COS 127-3 - Cross-taxa comparison of dermal contact exposure in terrestrial vertebrates

Friday, August 12, 2011: 8:40 AM
6B, Austin Convention Center
Tom Purucker, U.S. Environmental Protection Agency, Athens, GA, Tanja Crk, U.S. Environmental Protection Agency, Washington, DC and Ed Odenkirchen, Office of Pesticide Programs, US Environmental Protection Agency, Washington, DC
Background/Question/Methods

The more terrestrial the life history cycle of a tetrapod is, the more likely it is to use the skin to regulate its water content in order to maintain hydration.  As a result, selection-related differences within the tetrapod classes causes significant variability in skin permeability. These differences can have significant impacts on the chemical exposure rates from dermal uptake. For pesticides, hydrophilic and lipophilic molecules have distinct pathways for dermal exposure, with neutral, lipophilic molecules traditionally getting the most attention in humans and other mammals.  However, preferential water uptake by the seat patch in amphibians increases the effective surface area for osmosis and may enhance the potential for low Kow dermal contaminant exposures; while adaptations such as fur, feathers, and keratinized skin in mammals, birds, and reptiles can limit dermal exposure to a degree. Therefore, although amphibian epidermis has some capability to limit exposures to contaminants, positive linear relationships between Kow and contaminant flux across amphibian skin are significantly higher in amphibians versus mammals.
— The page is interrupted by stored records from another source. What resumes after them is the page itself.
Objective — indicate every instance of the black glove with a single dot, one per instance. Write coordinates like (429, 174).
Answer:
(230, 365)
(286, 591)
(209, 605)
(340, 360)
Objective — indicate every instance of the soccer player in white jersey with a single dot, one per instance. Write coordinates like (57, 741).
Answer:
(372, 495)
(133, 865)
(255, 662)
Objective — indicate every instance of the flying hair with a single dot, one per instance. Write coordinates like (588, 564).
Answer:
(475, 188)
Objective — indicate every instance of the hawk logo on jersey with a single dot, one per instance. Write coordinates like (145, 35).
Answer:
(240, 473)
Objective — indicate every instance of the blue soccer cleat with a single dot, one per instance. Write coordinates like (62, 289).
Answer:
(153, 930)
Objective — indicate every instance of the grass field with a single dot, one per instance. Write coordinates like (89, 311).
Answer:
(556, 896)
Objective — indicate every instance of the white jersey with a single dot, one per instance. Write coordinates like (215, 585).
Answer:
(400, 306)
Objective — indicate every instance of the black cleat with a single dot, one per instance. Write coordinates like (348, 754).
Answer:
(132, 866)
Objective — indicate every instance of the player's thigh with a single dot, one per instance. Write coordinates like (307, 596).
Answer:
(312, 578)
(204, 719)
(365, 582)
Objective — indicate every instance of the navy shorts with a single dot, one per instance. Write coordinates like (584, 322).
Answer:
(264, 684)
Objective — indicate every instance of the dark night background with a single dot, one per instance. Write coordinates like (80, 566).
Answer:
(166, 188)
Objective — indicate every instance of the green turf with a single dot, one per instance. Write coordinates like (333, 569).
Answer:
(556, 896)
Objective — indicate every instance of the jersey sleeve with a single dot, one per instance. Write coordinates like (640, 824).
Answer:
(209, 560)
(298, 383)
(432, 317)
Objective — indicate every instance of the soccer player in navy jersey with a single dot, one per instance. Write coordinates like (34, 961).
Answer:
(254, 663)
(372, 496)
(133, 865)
In addition, sustained direct contact with soil from life history traits, daily movement patterns, overnight burrowing, and aestivation/hibernation periods further complicates chronic exposure estimation in all classes.  

Results/Conclusions

We construct class-specific parameters and methods to estimate the relative contribution of dermal exposure (dermal dose versus total dose from all pathways) for chemicals with low, medium, and high Kow values with exposure models for each of the four classes of tetrapods (amphibians, reptiles, birds, and mammals).  For all classes, doses were higher for chemicals with higher Kow values.  The relative contribution of dermal exposure is significantly greater for amphibians than for other classes.  For reptiles, the relative contribution is strongly dependant on the Kow, being high for high-Kow chemicals but not significant for low Kow pesticides.  The relative contribution of dermal exposure is relatively small for birds and mammals.  These results have implications for terrestrial ecological risk assessment estimation for low Kow contaminants, especially considering the common practice of selecting sets of representative species that do not contain all four classes of terrestrial vertebrates.